Convert PDF using official Docling library.

Uses the standard pipeline (proven reliable, ~2.3s/page).

Args: pdf_bytes: PDF file content filename: Original filename for logging estimated_page_count: Optional page count for dynamic timeout calculation progress_callback: Optional callback function called every 30 seconds during conversion. Callback signature: (progress_percent: int, elapsed_seconds: int, stage: str) -> None

Returns: OfficialDoclingResult with document, markdown, html, and metadata

Raises: ValueError: If file size exceeds limit, page count exceeds limit, or content quality is insufficient TimeoutError: If conversion exceeds timeout

convert_document_vlm

def convert_document_vlm(self, pdf_bytes: bytes, filename: str = 'document.pdf', estimated_page_count: int | None = None) -> OfficialDoclingResult | None

Convert PDF using VLM pipeline (time-boxed, single attempt).

This is a tool method - decision to use it is made by the handler. Conversion logic is identical to convert_document(), but uses VLM converter.

Args: pdf_bytes: PDF file content filename: Original filename estimated_page_count: Optional page count for timeout calculation

Returns: OfficialDoclingResult if successful, None if failed/timed out

health_check

def health_check(self) -> bool

Check if the official Docling client is healthy.
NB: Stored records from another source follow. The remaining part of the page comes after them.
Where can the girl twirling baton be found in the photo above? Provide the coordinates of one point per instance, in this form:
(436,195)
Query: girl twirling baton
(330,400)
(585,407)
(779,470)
Returns: True if client is ready, False otherwise

Functions

get_official_docling_client

def get_official_docling_client() -> OfficialDoclingClient

Get or create singleton official Docling client.

close_official_docling_client

def close_official_docling_client() -> None

Close and release the singleton official Docling client.

Call this during shutdown to properly release resources.